It could soon be possible to collect and send letters in France whilst shopping for your oeufs and beurre.
La Poste, the state-run French postal service, is lining up to move 7,000 post offices in urban areas and into supermarkets, Le Parisien newspaper reported on Tuesday.
Thousands of branches in the country's biggest cities like Lyon, Bordeaux and even Paris will be relocated to supermarkets by the year 2020, according to the paper.
The modernisation of the firm’s urban presence would result in savings of €500 million.
Under the new scheme, supermarket staff would be able to carry out basic postal services, but La Poste's banking arm would remain separate and have its own offices.

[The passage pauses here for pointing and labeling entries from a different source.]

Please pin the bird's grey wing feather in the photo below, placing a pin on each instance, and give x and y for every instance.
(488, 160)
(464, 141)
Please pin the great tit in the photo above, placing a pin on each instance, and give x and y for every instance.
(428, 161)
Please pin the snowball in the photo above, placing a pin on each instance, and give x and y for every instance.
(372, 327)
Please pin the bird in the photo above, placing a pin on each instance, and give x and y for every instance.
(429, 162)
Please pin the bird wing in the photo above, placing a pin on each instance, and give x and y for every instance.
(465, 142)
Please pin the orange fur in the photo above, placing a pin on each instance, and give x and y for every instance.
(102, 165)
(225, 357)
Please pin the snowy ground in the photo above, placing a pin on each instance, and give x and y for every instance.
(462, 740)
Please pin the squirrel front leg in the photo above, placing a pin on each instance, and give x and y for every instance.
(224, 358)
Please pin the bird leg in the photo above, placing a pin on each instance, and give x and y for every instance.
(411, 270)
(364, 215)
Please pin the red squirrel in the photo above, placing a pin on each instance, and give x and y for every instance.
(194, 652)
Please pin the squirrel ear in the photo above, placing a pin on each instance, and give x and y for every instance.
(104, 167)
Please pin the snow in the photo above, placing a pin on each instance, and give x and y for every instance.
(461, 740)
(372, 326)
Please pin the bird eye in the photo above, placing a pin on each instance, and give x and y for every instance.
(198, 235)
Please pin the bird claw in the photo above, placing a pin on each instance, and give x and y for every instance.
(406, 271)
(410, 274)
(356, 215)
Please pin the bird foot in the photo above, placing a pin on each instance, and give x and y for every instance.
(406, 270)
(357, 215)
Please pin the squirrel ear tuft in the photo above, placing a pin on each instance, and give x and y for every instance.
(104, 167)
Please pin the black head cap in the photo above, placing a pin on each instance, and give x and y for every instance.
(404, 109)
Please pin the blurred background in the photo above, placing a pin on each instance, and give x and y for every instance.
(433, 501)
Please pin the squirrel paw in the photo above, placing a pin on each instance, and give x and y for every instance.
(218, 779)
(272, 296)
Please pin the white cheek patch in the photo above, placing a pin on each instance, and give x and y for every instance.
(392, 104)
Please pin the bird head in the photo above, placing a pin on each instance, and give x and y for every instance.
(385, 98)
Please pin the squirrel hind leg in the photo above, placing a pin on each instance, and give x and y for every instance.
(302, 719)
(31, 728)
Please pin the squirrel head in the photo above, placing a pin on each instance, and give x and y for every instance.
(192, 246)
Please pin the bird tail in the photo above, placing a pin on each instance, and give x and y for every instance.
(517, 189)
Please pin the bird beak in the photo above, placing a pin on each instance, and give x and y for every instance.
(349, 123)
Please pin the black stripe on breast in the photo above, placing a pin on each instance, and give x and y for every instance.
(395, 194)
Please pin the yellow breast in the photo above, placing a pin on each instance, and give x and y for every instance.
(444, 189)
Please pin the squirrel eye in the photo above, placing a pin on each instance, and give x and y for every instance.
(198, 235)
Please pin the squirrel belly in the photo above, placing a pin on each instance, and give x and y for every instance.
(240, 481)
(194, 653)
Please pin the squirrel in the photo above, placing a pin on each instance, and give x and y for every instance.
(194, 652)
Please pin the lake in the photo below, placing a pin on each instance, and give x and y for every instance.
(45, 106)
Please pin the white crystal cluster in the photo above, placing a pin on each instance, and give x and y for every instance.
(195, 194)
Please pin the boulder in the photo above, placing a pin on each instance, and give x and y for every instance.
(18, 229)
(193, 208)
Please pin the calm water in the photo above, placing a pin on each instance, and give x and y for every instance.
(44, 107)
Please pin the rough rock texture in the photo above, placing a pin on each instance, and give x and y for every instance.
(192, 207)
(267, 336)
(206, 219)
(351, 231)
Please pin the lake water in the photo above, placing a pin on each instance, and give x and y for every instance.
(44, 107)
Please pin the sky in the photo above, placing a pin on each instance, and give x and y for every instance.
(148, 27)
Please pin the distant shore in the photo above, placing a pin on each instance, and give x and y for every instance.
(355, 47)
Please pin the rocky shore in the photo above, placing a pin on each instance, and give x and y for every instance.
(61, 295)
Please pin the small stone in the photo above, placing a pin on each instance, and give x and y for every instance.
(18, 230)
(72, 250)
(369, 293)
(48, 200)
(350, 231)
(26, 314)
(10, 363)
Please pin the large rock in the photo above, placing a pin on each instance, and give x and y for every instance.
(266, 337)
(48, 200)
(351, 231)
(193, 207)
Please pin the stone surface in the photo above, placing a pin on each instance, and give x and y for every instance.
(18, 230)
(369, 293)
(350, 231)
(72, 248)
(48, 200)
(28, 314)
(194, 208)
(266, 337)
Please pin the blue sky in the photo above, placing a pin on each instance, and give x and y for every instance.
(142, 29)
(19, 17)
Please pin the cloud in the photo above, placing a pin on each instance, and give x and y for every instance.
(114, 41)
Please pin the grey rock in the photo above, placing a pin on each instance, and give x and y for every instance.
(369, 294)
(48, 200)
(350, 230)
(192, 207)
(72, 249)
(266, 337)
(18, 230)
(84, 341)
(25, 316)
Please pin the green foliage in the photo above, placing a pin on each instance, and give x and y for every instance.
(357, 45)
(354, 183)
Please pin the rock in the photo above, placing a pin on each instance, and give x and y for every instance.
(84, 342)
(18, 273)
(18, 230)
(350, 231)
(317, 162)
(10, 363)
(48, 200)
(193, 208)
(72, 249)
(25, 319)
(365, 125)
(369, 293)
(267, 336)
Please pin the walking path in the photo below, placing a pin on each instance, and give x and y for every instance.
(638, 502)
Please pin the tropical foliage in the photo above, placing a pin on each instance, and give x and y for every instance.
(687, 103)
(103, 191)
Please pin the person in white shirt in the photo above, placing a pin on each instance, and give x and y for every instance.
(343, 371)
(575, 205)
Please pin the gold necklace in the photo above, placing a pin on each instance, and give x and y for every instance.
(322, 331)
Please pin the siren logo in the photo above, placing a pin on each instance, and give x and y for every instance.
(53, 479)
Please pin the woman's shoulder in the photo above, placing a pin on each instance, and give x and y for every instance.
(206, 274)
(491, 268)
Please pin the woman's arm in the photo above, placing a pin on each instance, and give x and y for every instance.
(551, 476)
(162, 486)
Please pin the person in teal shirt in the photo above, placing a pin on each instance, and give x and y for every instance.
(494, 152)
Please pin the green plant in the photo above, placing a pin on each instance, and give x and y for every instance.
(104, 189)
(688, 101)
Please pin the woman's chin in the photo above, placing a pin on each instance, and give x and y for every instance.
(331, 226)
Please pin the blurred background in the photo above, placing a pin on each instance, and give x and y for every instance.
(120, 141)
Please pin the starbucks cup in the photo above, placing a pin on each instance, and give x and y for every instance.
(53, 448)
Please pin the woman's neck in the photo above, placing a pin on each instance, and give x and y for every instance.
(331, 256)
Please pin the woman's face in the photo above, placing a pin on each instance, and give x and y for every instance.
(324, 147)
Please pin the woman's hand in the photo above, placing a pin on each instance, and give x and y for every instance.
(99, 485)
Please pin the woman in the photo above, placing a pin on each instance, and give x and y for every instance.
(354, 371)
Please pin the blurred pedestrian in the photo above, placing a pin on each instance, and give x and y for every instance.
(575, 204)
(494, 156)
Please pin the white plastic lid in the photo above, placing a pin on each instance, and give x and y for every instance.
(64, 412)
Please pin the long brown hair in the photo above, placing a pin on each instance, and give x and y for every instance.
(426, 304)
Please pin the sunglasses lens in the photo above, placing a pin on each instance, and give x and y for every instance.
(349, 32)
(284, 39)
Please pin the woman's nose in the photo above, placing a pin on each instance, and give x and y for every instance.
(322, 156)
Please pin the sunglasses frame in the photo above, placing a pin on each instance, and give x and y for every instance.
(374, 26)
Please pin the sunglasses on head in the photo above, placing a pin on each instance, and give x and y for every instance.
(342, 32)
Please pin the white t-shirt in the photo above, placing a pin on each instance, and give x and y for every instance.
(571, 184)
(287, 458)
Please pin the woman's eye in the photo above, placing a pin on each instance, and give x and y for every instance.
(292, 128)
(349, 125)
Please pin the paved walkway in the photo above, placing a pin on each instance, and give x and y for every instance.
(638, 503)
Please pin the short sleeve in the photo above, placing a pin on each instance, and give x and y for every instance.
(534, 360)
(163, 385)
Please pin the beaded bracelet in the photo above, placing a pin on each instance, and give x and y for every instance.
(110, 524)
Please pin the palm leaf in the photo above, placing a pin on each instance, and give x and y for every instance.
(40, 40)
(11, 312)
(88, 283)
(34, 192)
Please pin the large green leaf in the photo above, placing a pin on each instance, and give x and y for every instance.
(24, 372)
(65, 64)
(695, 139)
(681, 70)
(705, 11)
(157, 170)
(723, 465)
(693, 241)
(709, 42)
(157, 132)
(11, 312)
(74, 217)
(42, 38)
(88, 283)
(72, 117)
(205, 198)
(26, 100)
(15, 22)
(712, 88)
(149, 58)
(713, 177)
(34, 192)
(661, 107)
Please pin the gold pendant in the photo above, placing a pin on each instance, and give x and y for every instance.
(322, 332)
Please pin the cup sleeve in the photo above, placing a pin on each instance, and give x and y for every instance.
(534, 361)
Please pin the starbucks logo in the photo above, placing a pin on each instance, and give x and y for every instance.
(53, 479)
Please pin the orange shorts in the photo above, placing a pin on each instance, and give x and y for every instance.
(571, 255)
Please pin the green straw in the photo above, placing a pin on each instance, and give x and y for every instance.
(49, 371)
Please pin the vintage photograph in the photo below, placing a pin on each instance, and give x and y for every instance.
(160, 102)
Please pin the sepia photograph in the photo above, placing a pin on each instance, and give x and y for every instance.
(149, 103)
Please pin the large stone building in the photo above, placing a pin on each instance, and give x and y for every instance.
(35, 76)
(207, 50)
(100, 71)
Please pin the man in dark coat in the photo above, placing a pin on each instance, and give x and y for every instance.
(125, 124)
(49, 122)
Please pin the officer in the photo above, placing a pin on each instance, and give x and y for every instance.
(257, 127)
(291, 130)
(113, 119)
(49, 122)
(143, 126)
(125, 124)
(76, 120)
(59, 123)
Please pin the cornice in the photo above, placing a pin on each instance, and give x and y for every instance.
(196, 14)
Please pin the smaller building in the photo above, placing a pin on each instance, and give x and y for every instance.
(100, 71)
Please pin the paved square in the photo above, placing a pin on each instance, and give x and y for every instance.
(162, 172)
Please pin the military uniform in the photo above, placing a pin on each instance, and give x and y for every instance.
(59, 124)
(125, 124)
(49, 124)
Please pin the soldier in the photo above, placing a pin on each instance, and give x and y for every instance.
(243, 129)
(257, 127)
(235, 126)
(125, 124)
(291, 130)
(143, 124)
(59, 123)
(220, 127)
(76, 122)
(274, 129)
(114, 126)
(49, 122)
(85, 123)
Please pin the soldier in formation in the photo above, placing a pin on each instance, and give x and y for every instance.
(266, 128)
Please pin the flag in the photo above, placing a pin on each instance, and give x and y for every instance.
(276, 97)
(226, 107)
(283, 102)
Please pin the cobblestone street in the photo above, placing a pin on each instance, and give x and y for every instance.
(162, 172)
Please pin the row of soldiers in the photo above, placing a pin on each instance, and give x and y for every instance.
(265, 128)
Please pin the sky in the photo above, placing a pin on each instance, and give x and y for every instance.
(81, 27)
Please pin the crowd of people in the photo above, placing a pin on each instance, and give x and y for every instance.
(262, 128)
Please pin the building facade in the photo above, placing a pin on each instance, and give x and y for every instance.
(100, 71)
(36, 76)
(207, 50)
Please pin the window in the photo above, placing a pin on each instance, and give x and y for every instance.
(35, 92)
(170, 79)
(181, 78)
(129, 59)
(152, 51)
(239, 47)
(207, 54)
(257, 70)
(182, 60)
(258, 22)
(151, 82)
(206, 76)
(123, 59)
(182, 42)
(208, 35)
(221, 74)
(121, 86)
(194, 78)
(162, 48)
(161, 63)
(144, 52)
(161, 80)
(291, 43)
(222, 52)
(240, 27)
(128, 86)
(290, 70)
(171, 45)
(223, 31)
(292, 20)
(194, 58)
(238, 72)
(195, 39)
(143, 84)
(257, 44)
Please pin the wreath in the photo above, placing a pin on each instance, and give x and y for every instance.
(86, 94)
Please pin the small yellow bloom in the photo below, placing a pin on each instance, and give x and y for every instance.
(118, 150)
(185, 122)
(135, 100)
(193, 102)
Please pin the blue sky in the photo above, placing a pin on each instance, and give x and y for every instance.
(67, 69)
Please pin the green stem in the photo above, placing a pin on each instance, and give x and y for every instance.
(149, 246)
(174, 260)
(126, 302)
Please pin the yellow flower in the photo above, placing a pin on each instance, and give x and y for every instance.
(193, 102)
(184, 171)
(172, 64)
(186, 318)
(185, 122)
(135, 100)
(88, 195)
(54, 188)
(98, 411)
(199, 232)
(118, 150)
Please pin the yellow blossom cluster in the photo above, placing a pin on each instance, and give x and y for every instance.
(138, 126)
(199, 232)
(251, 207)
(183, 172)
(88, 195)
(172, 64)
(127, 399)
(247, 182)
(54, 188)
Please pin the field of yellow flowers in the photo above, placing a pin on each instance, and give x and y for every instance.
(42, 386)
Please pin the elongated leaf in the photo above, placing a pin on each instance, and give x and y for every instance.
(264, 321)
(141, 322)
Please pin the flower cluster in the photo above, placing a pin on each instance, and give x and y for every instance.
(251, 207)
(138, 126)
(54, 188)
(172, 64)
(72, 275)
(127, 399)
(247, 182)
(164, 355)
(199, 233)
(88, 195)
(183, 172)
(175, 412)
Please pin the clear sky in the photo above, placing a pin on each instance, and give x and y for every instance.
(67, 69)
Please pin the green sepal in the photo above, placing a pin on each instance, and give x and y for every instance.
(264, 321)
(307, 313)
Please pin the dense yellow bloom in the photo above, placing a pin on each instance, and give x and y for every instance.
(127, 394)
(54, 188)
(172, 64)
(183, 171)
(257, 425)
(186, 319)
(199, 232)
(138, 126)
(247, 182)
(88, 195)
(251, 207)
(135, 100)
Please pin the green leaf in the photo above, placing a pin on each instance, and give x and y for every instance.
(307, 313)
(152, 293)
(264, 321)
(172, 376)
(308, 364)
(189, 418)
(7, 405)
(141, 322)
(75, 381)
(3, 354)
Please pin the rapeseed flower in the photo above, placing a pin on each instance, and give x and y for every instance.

The good news for customers is that opening hours would be extended to mirror the hours of supermarkets.
La Poste has already tested the scheme in rural areas where around 7,000 post offices have closed in the last ten years with services moving into small shops.
La Poste is under pressure to make cost-cutting measures after the Cour des Comptes, the accountants for French public services, set the postal service a target to decrease the number of its offices from the current 9,692 to about 3,000 while maintaining its 17,000 points of contact across France.
This modernisation process is a response to the sharp decrease in the number of letters sent and the rise of online postal services.
Since 2008, the number of letters and small parcels going through La Poste has been halved and the dense network of offices across France cost nearly €4.3 billion to run in 2013.
But where post offices have closed, people have protested at the decline of the public service and questions have already been asked on the number of job cuts the measure would affect.
The management of the La Poste have not yet commented on any exact figures of the number of offices being closed.
In urban areas, it is a requirement by French law that there is a post office within a five kilometre radius. In most cities today, 85 percent of people have a post office within 500 metres of their home and in Paris this is as high as 96 percent.